Le bonheur, dans leur version, tient à peu de chose. Une glace partagée. Une chanson fredonnée. Une trottinette qui file sous le soleil. Un regard qui dit tout sans un mot. « Ce sont des vacances discrètes, dit Diella. Mais elles ont déjà la forme d’un souvenir heureux. »

A retenir

Qu’est-ce qui rend ces vacances significatives malgré l’absence de voyage ?

Ces vacances gagnent en sens parce qu’elles sont vécues intensément, au plus près des relations familiales et des petites joies du quotidien. La proximité géographique n’empêche pas l’évasion : elle la redéfinit. Le bonheur n’est pas dans le déplacement, mais dans la présence, l’attention, la capacité à transformer l’ordinaire en aventure.

Comment les enfants perçoivent-ils le manque de moyens ?

Les enfants, surtout à cet âge, ne mesurent pas le manque en termes économiques, mais en termes d’attention et de partage.

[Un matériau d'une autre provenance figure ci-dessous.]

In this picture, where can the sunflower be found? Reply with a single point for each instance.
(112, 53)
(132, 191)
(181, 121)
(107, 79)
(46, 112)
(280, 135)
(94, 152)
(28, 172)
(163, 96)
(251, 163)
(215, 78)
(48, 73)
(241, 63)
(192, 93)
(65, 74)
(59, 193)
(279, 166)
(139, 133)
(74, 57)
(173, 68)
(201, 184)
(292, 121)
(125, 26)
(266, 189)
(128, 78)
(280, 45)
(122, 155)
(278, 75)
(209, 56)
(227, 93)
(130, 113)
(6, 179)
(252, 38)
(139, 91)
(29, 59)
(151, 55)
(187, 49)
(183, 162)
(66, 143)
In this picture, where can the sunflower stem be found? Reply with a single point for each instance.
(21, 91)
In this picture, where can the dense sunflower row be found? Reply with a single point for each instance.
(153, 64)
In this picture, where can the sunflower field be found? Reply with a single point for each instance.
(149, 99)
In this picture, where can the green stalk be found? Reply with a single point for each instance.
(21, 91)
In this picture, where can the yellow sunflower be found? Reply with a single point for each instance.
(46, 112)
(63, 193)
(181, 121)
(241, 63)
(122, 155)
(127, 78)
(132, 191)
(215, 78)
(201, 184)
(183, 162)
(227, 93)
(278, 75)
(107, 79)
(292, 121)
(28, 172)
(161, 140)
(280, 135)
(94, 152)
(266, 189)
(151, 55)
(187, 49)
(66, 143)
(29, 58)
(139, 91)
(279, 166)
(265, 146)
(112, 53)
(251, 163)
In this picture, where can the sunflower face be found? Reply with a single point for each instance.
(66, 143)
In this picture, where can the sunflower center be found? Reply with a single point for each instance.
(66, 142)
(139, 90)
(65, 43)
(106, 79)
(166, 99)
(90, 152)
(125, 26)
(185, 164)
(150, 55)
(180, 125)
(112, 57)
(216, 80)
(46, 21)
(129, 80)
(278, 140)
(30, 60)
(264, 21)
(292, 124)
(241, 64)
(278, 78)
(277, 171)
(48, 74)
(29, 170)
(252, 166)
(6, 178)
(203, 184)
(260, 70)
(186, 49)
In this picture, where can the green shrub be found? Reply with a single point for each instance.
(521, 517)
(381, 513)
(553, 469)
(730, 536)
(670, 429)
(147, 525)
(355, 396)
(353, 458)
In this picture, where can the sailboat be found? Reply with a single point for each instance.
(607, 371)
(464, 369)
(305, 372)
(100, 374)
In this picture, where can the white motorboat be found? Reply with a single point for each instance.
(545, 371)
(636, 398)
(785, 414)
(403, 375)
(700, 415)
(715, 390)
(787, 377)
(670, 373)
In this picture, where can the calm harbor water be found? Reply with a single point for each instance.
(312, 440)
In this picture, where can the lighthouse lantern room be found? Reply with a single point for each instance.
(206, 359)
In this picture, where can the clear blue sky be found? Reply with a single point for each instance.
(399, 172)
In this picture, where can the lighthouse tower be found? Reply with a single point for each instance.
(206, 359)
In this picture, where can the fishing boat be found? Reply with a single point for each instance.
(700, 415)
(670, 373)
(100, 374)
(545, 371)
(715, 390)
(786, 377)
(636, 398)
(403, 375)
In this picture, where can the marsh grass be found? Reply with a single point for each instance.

Pour Lily-Rose et Imany-Rolls, le fait de faire les choses ensemble, de rire, de découvrir, compense largement l’absence de destination lointaine. Leur mère, présente et inventive, leur transmet une forme de richesse affective qui s’ancre durablement.

Quel rôle jouent les associations comme le Secours populaire ?

Le Secours populaire agit comme un levier d’égalité. En organisant des événements gratuits, accessibles et festifs, il permet à des milliers d’enfants de vivre des moments marquants, souvent inaccessibles autrement. Ces journées ne sont pas des palliatifs, mais des véritables expériences de vacances, qui laissent des traces dans la mémoire des enfants.

Quelle leçon peut-on tirer de cette expérience ?

La leçon, simple et puissante, est que les vacances ne se mesurent pas à la distance parcourue, mais à la qualité du temps partagé. Un été peut tenir dans une poignée d’heures précieuses, silencieuses, où deux sœurs rient sous un arbre, où une mère veille malgré la fatigue, où la ville devient un terrain de jeu. Ce n’est pas l’endroit qui compte, c’est ce qu’on en fait.